Carlton drew himself up, his nostrils curling.

"Better go and ask your solicitor," he said. "I have forfeited the right – as you so well know – to the only possible reply."

"Rights apart," rejoined Gleed, his colour heightening by a shade, "do you mean to tell me you would seriously think of remaining on the very scene of your shame?"

"I didn't say I would do anything. I said I believed I could."

"You have done enough harm in the place; surely you wouldn't come back to do more?"

"No; if I came at all, it would be to undo a little of the harm – to live it down, Sir Wilton, by God's help!" said Carlton, and his voice shook. "But I do not mean to live here. I have spoken to the bishop, and his advice is against it, though he leaves me free to follow my own judgment. This afternoon I hoped to speak to you. There is another matter which is really a duty, so that I can be in no doubt as to what to do there. It will not involve my remaining on the spot, or obtruding myself in any way. But the church has been burnt down on my account, and I intend to rebuild it before the winter."

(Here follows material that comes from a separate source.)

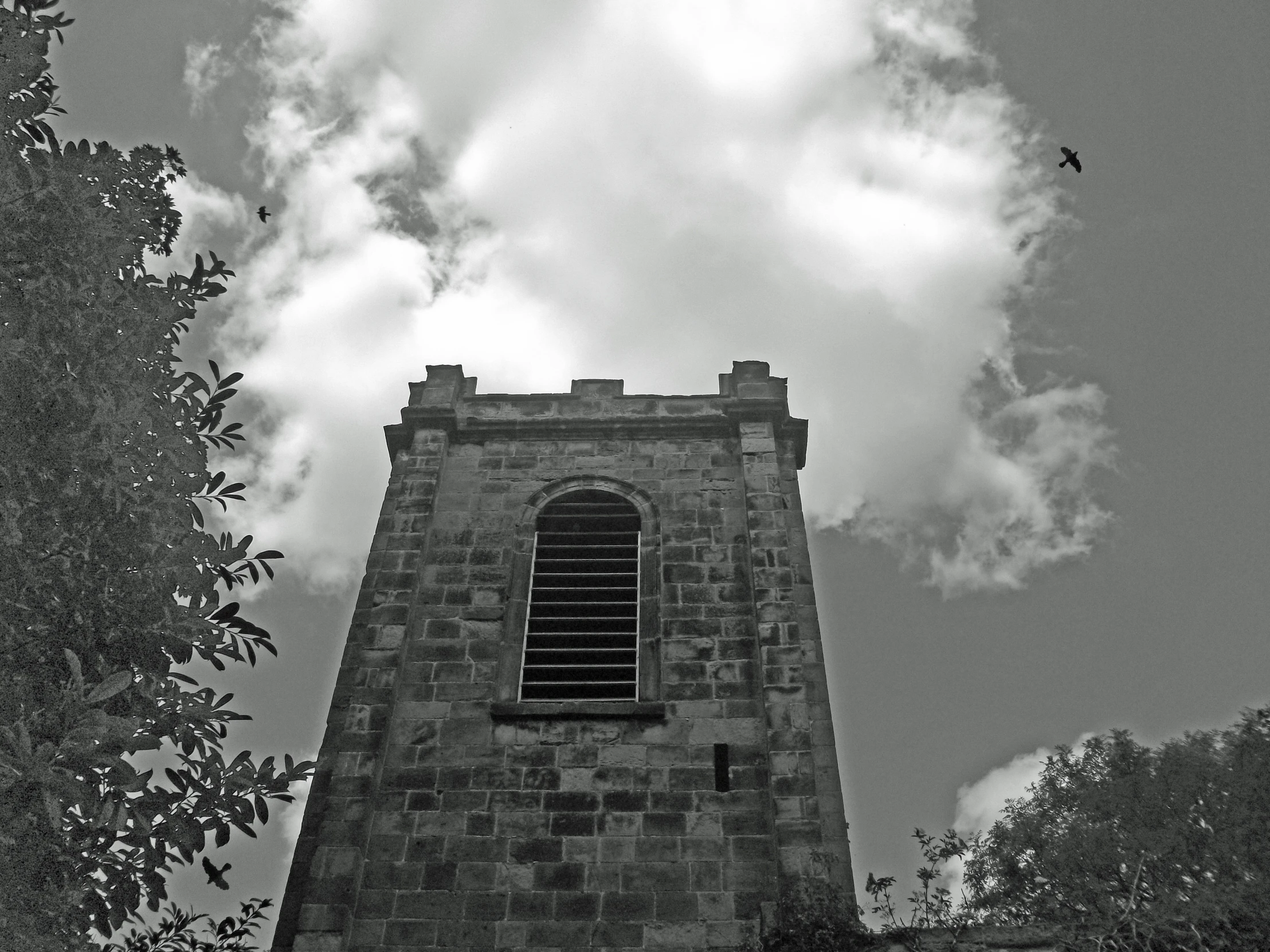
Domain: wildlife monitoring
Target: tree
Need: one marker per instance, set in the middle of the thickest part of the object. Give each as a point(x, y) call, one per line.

"The church is mine!" said Gleed, savagely.

"I don't want to contradict you, Sir Wilton; but you should really see your lawyer on all these points."

"The land is mine!"

"Not the church land, Sir Wilton; and the rector is not only entitled, but he may be compelled, to restore and rebuild within certain limits. Your solicitor will turn up the Act and show it you in black and white. And after that I think you will hardly stand between me and my bounden duty."